There are currently forty alumni chapters throughout the world that are duly organized and recognized. Five of these are based in the U.S. and Canada. Notable alumni of the university include Carlos P. Garcia, eighth President of the Philippines; Senators Robert Barbers, Lorenzo Teves, and the Great Filibuster Roseller Lim; House Speaker Cornelio Villareal; John Gokongwei Sr., a Philippine business magnate; Frederick Dael, former CEO and President of Pepsi Cola Asia Pacific, and former CEO of Islacom; William Torres, "Father of Philippine Internet" and co-founder of Mozaic Corporation; Vicente Sinco, one of the signatories of the UN Charter in 1945, the eighth President of the University of the Philippines, and founder of Foundation University; MacArthur Corsino, former Philippine Ambassador to the Republic of Cuba; Antonio P. Villamor, former Philippine Ambassador to the Kingdom of Saudi Arabia; Jose Apolinario Lozada, former Philippine Ambassador to the Vatican, Juanita Amatong, former Secretary of the Department of Finance and first woman executive director in the World Bank Group from the Philippines; Angel Alcala, Ramon Magsaysay Awardee for Public Service and former Secretary of the Department of Environment and Natural Resources, Leonor M. Briones, former National Treasurer of the Republic of the Philippines; Emilio Macias II, former Governor of Negros Oriental; Efren N. Padilla, executive director, Center for Filipino Studies California State University, East Bay; Jose Andrada, first commanding officer of the Philippine Navy (formerly Off Shore Patrol) under the Philippine Commonwealth in 1939 and after whom the Headquarters of the Philippine Navy is now named; Edith L. Tiempo, National Artist for Literature (1999); Edilberto K. Tiempo, Filipino writer, professor and founder of the Silliman National Writers Workshop., Eddie S. Romero, National Artist for Cinema and Broadcast Arts (2003); Leoncio P. Deriada, Palanca Awards Hall of Famer; César Ruiz Aquino, Filipino poet and fictionist; Simeon Toribio, one of few Filipinos who won medals in the history of world Olympics.

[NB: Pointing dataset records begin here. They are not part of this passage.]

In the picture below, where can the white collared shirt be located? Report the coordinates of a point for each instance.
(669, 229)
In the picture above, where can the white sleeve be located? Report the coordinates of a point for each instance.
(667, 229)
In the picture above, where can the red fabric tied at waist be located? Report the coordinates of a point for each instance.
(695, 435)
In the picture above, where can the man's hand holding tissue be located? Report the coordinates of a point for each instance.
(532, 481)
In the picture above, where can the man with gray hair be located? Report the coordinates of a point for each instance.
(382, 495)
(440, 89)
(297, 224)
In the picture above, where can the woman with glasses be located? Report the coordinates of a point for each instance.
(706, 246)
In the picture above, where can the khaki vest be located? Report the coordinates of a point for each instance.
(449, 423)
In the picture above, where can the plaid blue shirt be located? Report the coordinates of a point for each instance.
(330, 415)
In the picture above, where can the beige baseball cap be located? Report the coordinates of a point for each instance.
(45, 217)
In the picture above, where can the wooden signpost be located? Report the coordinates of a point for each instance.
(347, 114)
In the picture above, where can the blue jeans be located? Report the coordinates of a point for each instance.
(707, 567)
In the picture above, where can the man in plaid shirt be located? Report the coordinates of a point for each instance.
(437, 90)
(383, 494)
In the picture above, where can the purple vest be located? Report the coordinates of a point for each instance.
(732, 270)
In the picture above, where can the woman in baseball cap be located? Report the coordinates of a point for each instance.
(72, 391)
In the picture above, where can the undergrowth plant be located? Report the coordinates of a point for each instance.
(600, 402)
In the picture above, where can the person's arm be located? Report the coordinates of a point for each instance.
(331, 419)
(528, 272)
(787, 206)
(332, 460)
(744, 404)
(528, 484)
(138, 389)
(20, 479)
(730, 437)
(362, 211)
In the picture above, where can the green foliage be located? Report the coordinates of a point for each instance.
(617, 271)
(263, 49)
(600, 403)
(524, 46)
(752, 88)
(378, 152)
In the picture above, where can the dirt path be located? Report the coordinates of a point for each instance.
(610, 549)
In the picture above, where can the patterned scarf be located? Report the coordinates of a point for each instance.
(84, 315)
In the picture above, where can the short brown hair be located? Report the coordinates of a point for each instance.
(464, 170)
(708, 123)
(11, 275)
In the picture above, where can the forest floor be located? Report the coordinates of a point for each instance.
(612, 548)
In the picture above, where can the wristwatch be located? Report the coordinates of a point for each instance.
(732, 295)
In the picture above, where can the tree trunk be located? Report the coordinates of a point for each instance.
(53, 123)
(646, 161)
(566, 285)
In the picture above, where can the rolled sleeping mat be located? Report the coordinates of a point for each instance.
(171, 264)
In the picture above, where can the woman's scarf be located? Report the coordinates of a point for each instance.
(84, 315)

Sillimanians have also excelled in the field of journalism such as Claire Delfin of GMA Network and Ina Reformina of ABS-CBN; while there are those who entered showbusiness such as Bret Jackson, Beauty Gonzalez, and Theodore Boborol.

Notable Silliman alumni include:
Carlos P. Garcia, eighth President of the Philippines and author of the "Filipino First Policy"
Edelmiro Amante, Executive Secretary of Philippine President Fidel Ramos.
Roseller Lim, Senator of the Philippines.
Jose E. Romero, first Philippine Ambassador to the Court of St. James's, United Kingdom.
Nicanor Yñiguez, Speaker, Batasang Pambansa.
Cornelio Villareal, Speaker of the House of Representatives of the Philippines.
Tomas Cabili, Senator of the Philippines and Secretary of National Defense and Communications.
Simeon Toribio, Filipino bronze medalist at the 1932 Summer Olympics in Los Angeles, California.
Anselmo Gonzaga, Gold Medalist, 1927 Far Eastern Games.
Ernesto Abella, Presidential Spokesperson for Philippine President Rodrigo Duterte.
Kira Danganan-Azucena, Philippine Ambassador to New Zealand
Angel Alcala, National Scientist.
Clara Lim-Sylianco, National Scientist.